При этом следует иметь в виду, что немецкий мистицизм XVII в. вовсе не был чем-то единым и равнозначным. У разных авторов были различные, иногда прямо противоположные цели. Религиозная экзальтация одних утверждала

249

власть католической (Шпее) или протестантской (Герхардт) церкви над умами и сердцами людей, в то время как у других она оборачивалась против церковной рутины и становилась «ересью», вызывавшей негодование правоверных. Ведь, невзирая на разгром освободительного движения в 1525 г., в передовых кругах Германии продолжала жить мечта о свободе, справедливости и человечности. Только в новых исторических условиях эта мечта уже не могла опереться на социальную активность масс. Ее сферой стала область духа, пытавшегося сбросить с себя оковы официальной идеологии. Именно в этом обращении к самоценной человеческой личности, в протесте против мертвящей рутины, против несправедливого миропорядка, поддерживаемого церковной ортодоксией, наконец, в провозглашении необходимости «новой реформации», которая очистит христианский мир от скверны и приблизит его к богу, и заключался прежде всего «еретический» элемент немецкой мистики XVII в.

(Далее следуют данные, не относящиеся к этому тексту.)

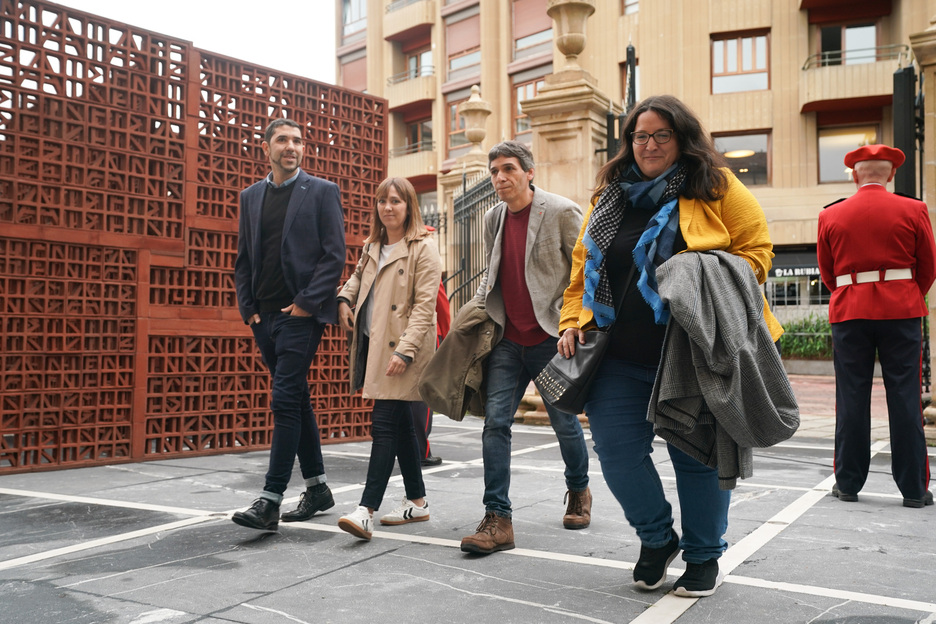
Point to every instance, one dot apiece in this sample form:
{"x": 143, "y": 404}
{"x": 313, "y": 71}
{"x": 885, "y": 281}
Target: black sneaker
{"x": 700, "y": 579}
{"x": 263, "y": 514}
{"x": 650, "y": 571}
{"x": 919, "y": 502}
{"x": 309, "y": 502}
{"x": 843, "y": 496}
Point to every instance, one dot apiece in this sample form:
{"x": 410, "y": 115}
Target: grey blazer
{"x": 555, "y": 222}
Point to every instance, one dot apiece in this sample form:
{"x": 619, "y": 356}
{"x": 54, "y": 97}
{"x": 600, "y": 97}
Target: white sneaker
{"x": 359, "y": 523}
{"x": 407, "y": 512}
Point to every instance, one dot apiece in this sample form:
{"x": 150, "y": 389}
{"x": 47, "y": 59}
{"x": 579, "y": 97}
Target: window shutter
{"x": 463, "y": 35}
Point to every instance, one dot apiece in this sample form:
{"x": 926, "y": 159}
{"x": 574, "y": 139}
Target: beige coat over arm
{"x": 403, "y": 299}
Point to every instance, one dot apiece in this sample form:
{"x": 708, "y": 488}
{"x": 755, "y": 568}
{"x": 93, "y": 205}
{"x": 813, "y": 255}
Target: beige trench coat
{"x": 403, "y": 299}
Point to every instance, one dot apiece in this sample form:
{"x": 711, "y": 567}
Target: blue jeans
{"x": 287, "y": 345}
{"x": 510, "y": 367}
{"x": 394, "y": 438}
{"x": 617, "y": 414}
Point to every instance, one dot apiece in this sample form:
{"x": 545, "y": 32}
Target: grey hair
{"x": 513, "y": 149}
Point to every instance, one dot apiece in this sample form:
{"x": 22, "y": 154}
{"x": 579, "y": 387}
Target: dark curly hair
{"x": 706, "y": 178}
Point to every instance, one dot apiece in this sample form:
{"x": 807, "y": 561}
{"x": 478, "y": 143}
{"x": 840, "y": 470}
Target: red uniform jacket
{"x": 876, "y": 230}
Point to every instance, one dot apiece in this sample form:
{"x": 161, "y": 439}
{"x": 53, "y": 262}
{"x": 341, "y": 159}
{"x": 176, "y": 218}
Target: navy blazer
{"x": 313, "y": 249}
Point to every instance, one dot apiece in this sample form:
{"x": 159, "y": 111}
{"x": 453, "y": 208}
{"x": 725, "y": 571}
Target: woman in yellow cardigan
{"x": 665, "y": 191}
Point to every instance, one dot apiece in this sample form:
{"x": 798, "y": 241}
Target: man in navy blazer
{"x": 290, "y": 256}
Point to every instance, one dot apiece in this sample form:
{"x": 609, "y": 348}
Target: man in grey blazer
{"x": 528, "y": 241}
{"x": 290, "y": 255}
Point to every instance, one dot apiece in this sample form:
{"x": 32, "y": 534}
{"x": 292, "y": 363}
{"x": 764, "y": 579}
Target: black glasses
{"x": 660, "y": 136}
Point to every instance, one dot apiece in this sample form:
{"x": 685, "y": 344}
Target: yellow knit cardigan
{"x": 735, "y": 224}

Одним из первых на церковную ортодоксию посягнул философ-самородок, крестьянский сын Якоб Бёме (1575—1624), занимавшийся в Герлице сапожным ремеслом. Этот скромный труженик, подвергавшийся гонениям со стороны лютеранского духовенства, высказывал смелые мысли, давшие впоследствии основание Л. Фейербаху назвать его «теоретическим материалистом». Герлицкого философа высоко ценили также Шеллинг и Гегель, отмечавший «великую глубину мысли Якоба Бёме», его диалектику, попытку соединить абсолютные противоположности. «Темной, но глубокой душой» назвал Бёме молодой Ф. Энгельс, с интересом штудировавший его замысловатые творения (Маркс К.Энгельс Ф. Из ранних произведений. М., 1956, с. 265).

Прежде всего учение Якоба Бёме о боге решительно не совпадало с учением церковников. Склоняясь к пантеизму и отвергая ходячее мнение, согласно которому «бог обитает только над голубым небом звезд» («Aurora, или Утренняя заря», 1612), Бёме утверждал, что бог есть все и пребывает везде. «Когда имеют небо и землю, — писал он, — звезды и стихии, и все, что в них, и все, что над всеми небесами, то тем самым именуют всецелого бога». В другом месте он уподобляет мир саду, в котором почва знаменует природу, древесный ствол — звезды, ветви — стихии, плоды, растущие на дереве, — людей, а животворный сок дерева — бога. Так, бог и природа сливаются у Бёме в единый могучий поток бытия. Не случайно, конечно, немецким философом живо интересовались на родине Спинозы. Именно там, в Амстердаме, в 1675 г. увидело свет первое Собрание его сочинений.